In 1994, Jonie Flint sued Chopra, the Maharishi Ayur-Veda Health Center in Palo Alto California and Brihaspati Dev Triguna over her husband David's death from leukemia. Two months following a visit to the center at which a primordial sound treatment was prescribed by Chopra, Triguna declared Flint cured of leukemia. Flint followed other Maharishi Ayur-Veda treatments at Triguna's directions over a period of nine months, at a cost of more than $10,000, but died of leukemia. Flint was assisted in filing her lawsuit by the National Council Against Health Fraud. Chopra's attorneys said that the suit against him would be dismissed before trial. They said that David Flint was desperate and that Chopra saw him for 45 minutes for spiritual counsel and gave him a primordial sound technique.
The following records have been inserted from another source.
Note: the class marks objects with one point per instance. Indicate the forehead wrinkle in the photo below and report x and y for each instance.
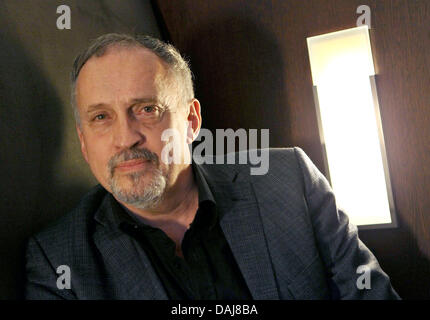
(126, 84)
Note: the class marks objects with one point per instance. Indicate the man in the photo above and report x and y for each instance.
(161, 229)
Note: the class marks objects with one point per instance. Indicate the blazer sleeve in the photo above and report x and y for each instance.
(41, 276)
(340, 248)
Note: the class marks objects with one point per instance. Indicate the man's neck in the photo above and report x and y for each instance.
(177, 210)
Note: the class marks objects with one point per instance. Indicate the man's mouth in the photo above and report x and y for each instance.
(132, 165)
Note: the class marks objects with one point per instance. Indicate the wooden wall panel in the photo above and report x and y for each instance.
(252, 71)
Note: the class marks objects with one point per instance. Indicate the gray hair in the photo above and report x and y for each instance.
(177, 66)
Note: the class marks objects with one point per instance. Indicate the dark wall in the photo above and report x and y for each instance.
(252, 71)
(42, 172)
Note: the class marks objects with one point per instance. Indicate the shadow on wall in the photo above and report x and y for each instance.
(239, 77)
(31, 135)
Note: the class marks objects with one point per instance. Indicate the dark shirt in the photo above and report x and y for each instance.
(208, 269)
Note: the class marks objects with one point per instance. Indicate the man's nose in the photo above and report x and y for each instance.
(127, 133)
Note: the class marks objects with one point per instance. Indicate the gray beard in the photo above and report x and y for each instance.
(139, 195)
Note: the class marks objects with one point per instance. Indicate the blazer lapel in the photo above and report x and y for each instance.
(129, 271)
(241, 223)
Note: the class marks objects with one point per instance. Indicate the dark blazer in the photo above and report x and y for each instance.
(284, 229)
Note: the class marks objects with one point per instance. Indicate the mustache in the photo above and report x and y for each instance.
(131, 154)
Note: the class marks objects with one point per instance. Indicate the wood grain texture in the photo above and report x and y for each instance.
(252, 71)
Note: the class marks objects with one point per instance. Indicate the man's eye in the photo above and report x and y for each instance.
(100, 117)
(149, 109)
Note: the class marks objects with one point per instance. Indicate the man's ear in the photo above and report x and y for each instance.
(82, 141)
(194, 120)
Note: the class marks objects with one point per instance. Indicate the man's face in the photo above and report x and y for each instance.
(125, 106)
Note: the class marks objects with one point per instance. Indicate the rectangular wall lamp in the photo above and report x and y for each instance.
(350, 126)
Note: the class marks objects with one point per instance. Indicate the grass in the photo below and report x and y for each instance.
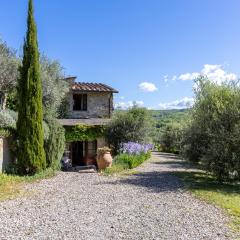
(124, 163)
(11, 186)
(225, 195)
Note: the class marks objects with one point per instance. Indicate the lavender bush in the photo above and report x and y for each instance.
(134, 148)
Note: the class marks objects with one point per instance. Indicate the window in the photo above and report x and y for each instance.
(80, 102)
(92, 148)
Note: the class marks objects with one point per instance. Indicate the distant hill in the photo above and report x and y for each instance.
(164, 117)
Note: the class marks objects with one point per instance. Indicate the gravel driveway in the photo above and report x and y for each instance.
(151, 204)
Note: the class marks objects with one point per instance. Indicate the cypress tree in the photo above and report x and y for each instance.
(31, 155)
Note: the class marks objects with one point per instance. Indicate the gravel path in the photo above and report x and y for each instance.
(151, 204)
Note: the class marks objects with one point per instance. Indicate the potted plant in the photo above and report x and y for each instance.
(104, 158)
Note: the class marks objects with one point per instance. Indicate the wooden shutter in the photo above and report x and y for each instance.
(84, 102)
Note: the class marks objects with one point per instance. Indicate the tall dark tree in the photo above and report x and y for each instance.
(31, 156)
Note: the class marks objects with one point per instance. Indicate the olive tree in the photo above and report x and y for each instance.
(9, 64)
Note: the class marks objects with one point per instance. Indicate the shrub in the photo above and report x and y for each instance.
(55, 144)
(8, 119)
(135, 148)
(129, 161)
(133, 125)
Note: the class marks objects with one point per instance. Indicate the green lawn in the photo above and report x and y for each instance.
(11, 186)
(225, 196)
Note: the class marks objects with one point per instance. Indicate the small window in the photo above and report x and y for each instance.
(80, 102)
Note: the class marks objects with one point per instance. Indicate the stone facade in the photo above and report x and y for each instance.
(5, 154)
(99, 105)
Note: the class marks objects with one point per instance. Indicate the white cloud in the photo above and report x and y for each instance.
(165, 78)
(177, 104)
(128, 104)
(215, 73)
(189, 76)
(147, 87)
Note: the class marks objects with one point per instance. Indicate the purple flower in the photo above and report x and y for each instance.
(134, 148)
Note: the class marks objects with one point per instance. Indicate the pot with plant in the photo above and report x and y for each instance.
(104, 158)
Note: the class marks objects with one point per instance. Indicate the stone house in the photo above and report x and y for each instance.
(90, 104)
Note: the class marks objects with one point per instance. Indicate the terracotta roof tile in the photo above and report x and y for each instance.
(92, 87)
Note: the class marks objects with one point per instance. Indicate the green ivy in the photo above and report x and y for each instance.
(4, 133)
(83, 133)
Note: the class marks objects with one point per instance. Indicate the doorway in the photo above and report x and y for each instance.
(78, 153)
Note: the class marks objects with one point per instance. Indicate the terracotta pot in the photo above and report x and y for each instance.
(104, 160)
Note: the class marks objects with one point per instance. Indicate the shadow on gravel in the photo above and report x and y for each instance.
(155, 181)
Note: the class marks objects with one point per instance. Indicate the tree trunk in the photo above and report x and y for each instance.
(3, 100)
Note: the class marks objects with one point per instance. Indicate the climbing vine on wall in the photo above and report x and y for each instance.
(83, 133)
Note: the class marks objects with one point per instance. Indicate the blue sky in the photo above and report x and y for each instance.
(150, 50)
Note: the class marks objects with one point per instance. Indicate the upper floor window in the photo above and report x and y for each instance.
(80, 102)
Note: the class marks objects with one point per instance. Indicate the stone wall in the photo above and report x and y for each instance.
(5, 154)
(101, 142)
(99, 105)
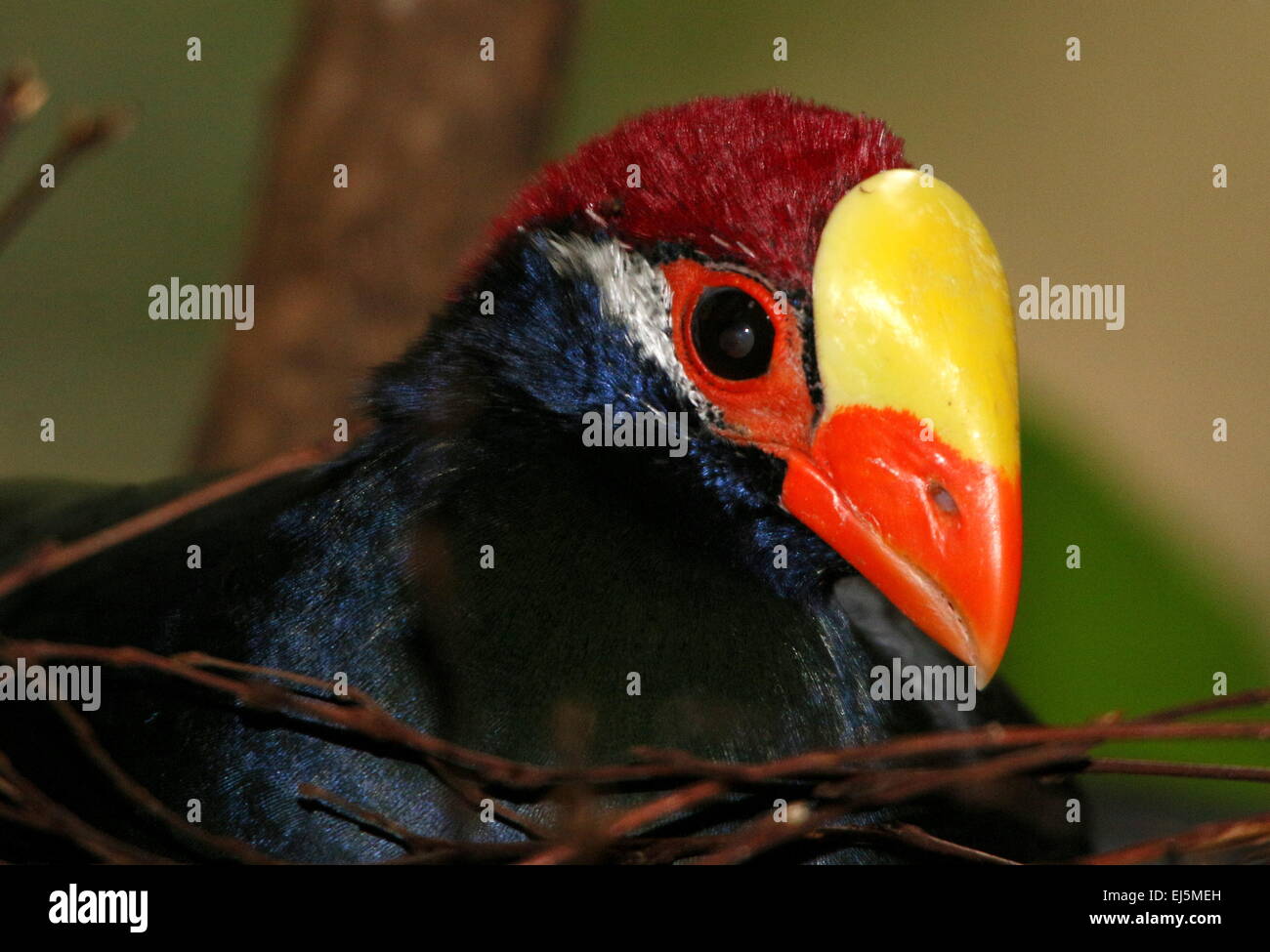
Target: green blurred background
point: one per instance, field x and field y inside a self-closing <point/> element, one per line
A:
<point x="1092" y="172"/>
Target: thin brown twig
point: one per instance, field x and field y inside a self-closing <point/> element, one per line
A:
<point x="79" y="138"/>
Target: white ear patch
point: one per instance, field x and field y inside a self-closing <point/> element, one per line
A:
<point x="633" y="296"/>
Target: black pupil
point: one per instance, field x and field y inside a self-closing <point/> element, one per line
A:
<point x="732" y="334"/>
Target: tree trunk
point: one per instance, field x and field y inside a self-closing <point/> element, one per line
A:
<point x="435" y="140"/>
They also said that Flint signed a form saying that he understood that sound therapy wasn't a substitute for conventional therapies, and that the form Flint signed also absolved Chopra and his organization of responsibility in the event the treatment was unsuccessful.

==Trademarks==
Maharishi Ayur-Veda, Maharishi Ayurveda, Maharishi University of Management, Maharishi Vedic Approach to Health, Maharishi Vedic Astrology, Maharishi Vedic Medicine, Maharishi Vedic Vibration Technology, and Transcendental Meditation are trademarks licensed to Maharishi Vedic Education Development Corporation.